Хотя есть героизм человечества ради сохранения своей истории. Я вспомнил документальный фильм, как люди из разных стран спасали храмы Древнего Египта, перед запуском Асуанской плотины. Там работали и русские, не думая об истории, жестокости египетских и своих фараонов. Как же крепок в человечестве инстинкт своей кровной истории!

Мне были ближе работяги, отвечающие за жизнь страны или хотя бы за свои коллективы и семьи: председатели колхозов и совхозов, секретари райкомов в глубинке, пусть и в советских ритуалах, но несущие груз своих хозяйств, предприниматели, честно умножающие добро, добыватели средств на поддержание жизни семей.
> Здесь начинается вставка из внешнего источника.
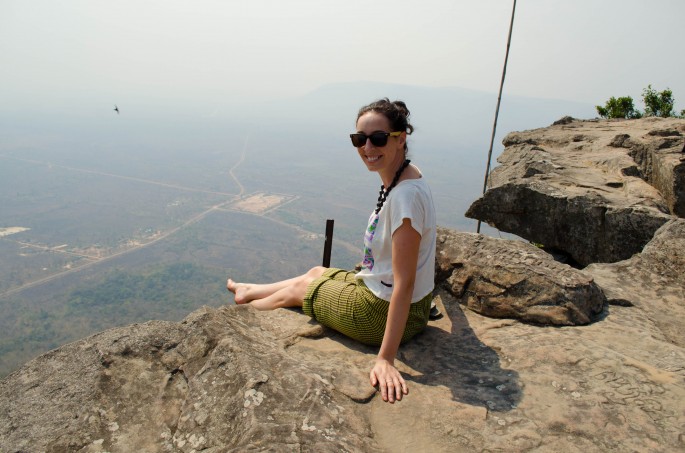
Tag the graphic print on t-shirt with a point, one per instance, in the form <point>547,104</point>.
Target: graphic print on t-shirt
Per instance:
<point>368,237</point>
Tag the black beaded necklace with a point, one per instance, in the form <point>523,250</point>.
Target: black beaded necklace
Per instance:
<point>383,194</point>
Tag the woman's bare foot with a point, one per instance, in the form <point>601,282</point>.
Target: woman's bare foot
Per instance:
<point>240,290</point>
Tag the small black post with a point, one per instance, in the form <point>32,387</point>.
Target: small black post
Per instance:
<point>328,244</point>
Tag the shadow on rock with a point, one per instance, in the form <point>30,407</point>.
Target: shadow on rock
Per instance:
<point>458,360</point>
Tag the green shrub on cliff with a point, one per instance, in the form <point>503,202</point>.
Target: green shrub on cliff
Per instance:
<point>619,108</point>
<point>656,104</point>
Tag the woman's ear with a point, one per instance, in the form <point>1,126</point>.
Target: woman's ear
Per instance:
<point>402,140</point>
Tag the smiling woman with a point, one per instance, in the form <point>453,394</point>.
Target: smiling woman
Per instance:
<point>388,301</point>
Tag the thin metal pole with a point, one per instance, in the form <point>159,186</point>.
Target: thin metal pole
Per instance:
<point>499,100</point>
<point>328,243</point>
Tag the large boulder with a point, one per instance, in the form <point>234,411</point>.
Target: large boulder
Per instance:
<point>513,279</point>
<point>597,190</point>
<point>653,280</point>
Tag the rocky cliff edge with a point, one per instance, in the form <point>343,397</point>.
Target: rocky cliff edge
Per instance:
<point>529,355</point>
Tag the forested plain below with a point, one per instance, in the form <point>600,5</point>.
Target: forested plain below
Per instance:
<point>116,219</point>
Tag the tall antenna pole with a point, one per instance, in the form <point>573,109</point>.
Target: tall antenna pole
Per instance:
<point>499,100</point>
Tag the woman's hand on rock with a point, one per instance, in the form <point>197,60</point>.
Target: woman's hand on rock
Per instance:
<point>388,380</point>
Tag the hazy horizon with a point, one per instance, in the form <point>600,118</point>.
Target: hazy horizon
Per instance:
<point>81,55</point>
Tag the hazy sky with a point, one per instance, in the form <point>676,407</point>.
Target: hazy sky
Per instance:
<point>56,54</point>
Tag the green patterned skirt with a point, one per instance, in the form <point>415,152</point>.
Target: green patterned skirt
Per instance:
<point>340,301</point>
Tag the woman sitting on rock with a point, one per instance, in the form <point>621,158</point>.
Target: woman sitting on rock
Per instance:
<point>388,301</point>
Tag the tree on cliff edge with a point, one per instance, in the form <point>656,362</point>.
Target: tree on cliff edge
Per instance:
<point>656,104</point>
<point>619,108</point>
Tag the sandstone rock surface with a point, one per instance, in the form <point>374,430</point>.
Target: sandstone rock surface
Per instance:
<point>559,370</point>
<point>514,279</point>
<point>596,189</point>
<point>234,379</point>
<point>653,280</point>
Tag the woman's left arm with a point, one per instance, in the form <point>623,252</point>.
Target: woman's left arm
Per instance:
<point>405,256</point>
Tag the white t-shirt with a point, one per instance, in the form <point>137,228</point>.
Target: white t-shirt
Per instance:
<point>410,199</point>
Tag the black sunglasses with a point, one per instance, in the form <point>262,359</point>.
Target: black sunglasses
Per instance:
<point>378,139</point>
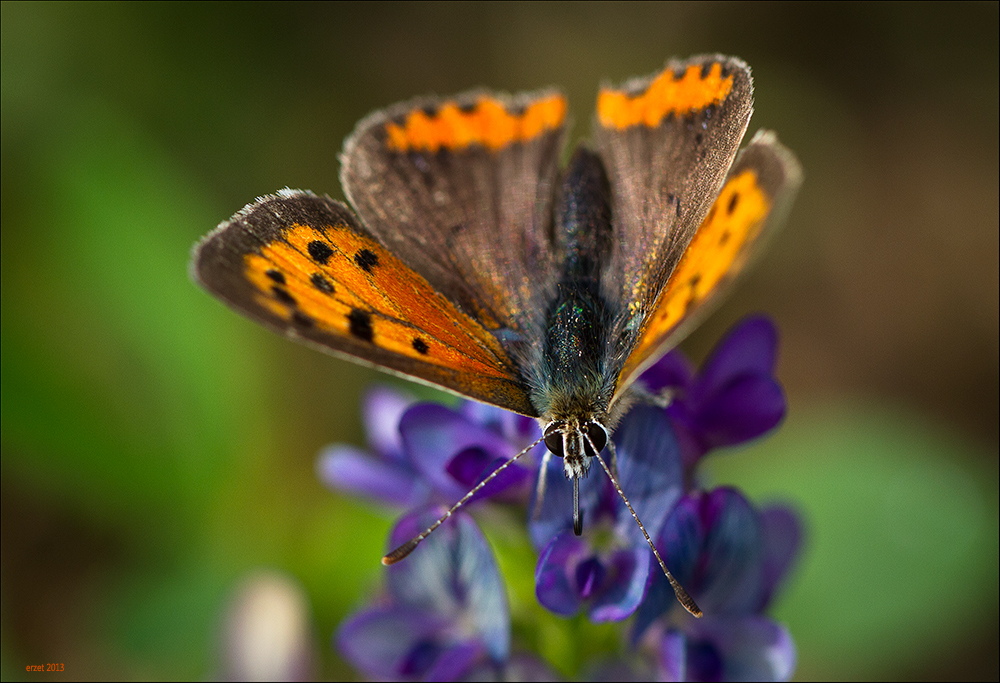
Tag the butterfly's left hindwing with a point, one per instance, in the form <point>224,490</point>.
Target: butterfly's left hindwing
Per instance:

На них – крестьянах, рабочих, бригадирах, секретарях райкомов держится страна, выживая их черным трудом. Исполнительный орган страны – правительство тоже работает конкретно, постоянно получая шишки, в отличие от говорунов в парламенте. Это две разные ипостаси, раскрывающие природу общества. Первые – злее, и должны действовать, чтобы дать народу благо, но его расшатывают вразнос разные течения, не отвечающие ни за что.

А аристократами являются все, кто не отвечает ни за что, свободные от всего люмпены. Старая власть с нечистой совестью лучше, чем новая, направленная на упрочение себя. Они кричат: это старая власть виновата, не мы!

Сам же я не считал себя профессионалом, хотя жил ответственностью за судьбу Движения. Не нашел ту настоящую цель, которая притягивала бы всех, и тогда никто бы не хотел разбежаться. Даже профессор Турусов в своем деле профессионал.

Кто такой профессионал? Тот, кто хорошо изучил гайки и винтики структуры организации, и может слаженно наладить ее работу. Профи – создатель нового, творец, делающий жизнь людей лучше. Я не находил среди окружающих болтунов настоящих профи, даже среди «ленивцев праздных, единого прекрасного жрецов». Плохо, когда профессионализм заменяется совестью. Увы, я не мог воспитать такую ответственность в сотрудниках, и приходилось все тащить на себе.


Я знал, что от моей злости останутся зарубки на сердце, и когда-нибудь эти зарубки отравят меня, и перестану бояться смерти. Не так ли злился Иосиф Виссарионович, уничтожая миллионы лентяев и строптивцев?

Во мне уже поселилось нечто – панически стрессовое, что не избыть никакой широтой взгляда на мир. Правда, паника быстро испаряется, когда углубляешься в дела.


4


В течение нескольких месяцев были перепады погоды, то и дело шел снег. Ощущение, что происходят изменения в развитии планеты. Наверно, будет еще хуже, хотя успокаивают, что это периодические повторы сезонов.